Dos escritores miran a Cela
Juan Manuel de Prada y Alberto Olmos nos retratan al genial novelista en el centenario de su nacimiento
La escritura total, por Juan Manuel de Prada
Cela disfrutó en vida de la gloria; ahora parece estar pasando ese purgatorio que los escritores grandes padecen tras su muerte. Para mí Cela representa la escritura total, la escritura en acto, la escritura insomne, indeclinable y pugnaz. Cela era escritor, desde luego, en cuanto escribía; pero también en cuanto hacía y decía: cuando miraba a una mujer (y no se recataba de hacerlo con fruición, cuando la mujer le gustaba), cuando ironizaba de la necedad contemporánea (e ironizaba mucho), cuando se enardecía y enojaba (y entonces era un escritor tonante y aureolado de un furor bíblico).
En estos días ando leyendo el suculento volumen «La forja de un escritor» (1943-1952), editado por la Fundación Banco Santander al cuidado de Adolfo Sotelo Vázquez, en el que se incluyen una gavilla de colaboraciones periodísticas del Cela primero. Leyendo estas virutas de su taller literario uno comprende el formidable genio literario de un escritor como Cela que,teniendo voluntad de ruptura, quiso sin embargo alimentarse siempre en los manantiales de la tradición, cuyas aguas supo purificar y también enturbiar un poco (porque a Cela le gustaba pisar todos los charcos y chapotear en todos los manantiales), para adentrarse en las honduras más trágicas y conmovedoras del alma humana. Cela es a un tiempo tierno y cruel, lírico y bronco, áspero como una alimaña hambrienta y suave como un pájaro aterido. Es un heredero de la tragedia clásica, capaz de sumergirnos en las simas de la angustia y del dolor; y también un heredero de la picaresca española. Junto al escritor que invoca con su escritura cadenciosa y alucinada los atavismos más horrendos, encontramos al escritor compasivo de las úlceras y tormentos que padecen sus criaturas.Toda la escritura total de Cela se resume en esta tensión entre piedad y crueldad, lo que la hace embriagadora como la propia vida. Porque en el torrente de su prosa hallamos siempre la tumultuosa, feroz, delicada vida.
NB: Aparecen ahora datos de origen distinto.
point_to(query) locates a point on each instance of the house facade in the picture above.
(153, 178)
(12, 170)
El correr de los relojes, por Alberto Olmos
A la desaparición de un escritor que ha protagonizado su tiempo literario suele seguirle un silencio riguroso, casi un mandato de orfandad para con sus libros, que deben sobrevivir por cuenta propia en el hospicio de las bibliotecas. Con Cela, esta fórmula de re-legitimación póstuma está siendo particularmente cruel, pues el personaje, con sus palanganas, sus piscinas, su nota delatora y esa viuda viral que hace buena hasta a María Kodama, amartilló con mimo en muchos corazones un deseo de venganza que acaso no se sacie hasta que pasen otros cien años. Mejor le fue a Delibes; mejor, incluso, le está yendo a Francisco Umbral. A los dos los tienen en mente los jóvenes escritores, que de Cela prefieren no acordarse.
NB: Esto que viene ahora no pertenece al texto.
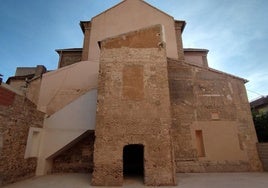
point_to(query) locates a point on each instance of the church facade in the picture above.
(134, 101)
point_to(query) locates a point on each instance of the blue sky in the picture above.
(234, 31)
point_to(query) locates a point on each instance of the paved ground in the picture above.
(187, 180)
Cela, sin embargo, con toda su campechanía y salacidad, con ese estilo suyo que pone del revés el idioma español por sus costuras más pringosas, sigue siendo de largo uno de los escritores más radicales de todo el siglo XX. Después de «La familia de Pascual Duarte» y de «La colmena», que ya exploraron maneras novedosas en nuestra narrativa, se internó en una suerte de voz histérica y colectiva que no abandonó hasta sus últimos libros, una voz genial sin otro protagonista que el pueblo español, las señoras y los señores, los muchachuelos y las zagalas, que normalmente localizaba en la habitación de las fregonas o en un burdel, tan enternecedoramente humanos. Tanto la voracidad verbal como la riqueza de caracteres que encontramos en «San Camilo 1936», «Oficio de tinieblas 5» o «Mazurca para dos muertos» remontarán inevitablemente la sima de mala fama donde el autor ha visto arrojado su nombre, porque el lector sólo se encabrona con aquel a quien vio vivir, y no con el fantasma que le dejó hace siglos un gran libro para que lo leyera.
Así, los relojes corren a favor de Camilo José Cela, segundo a segundo, minuto a minuto, hasta marcar la hora exacta de su eterna maestría.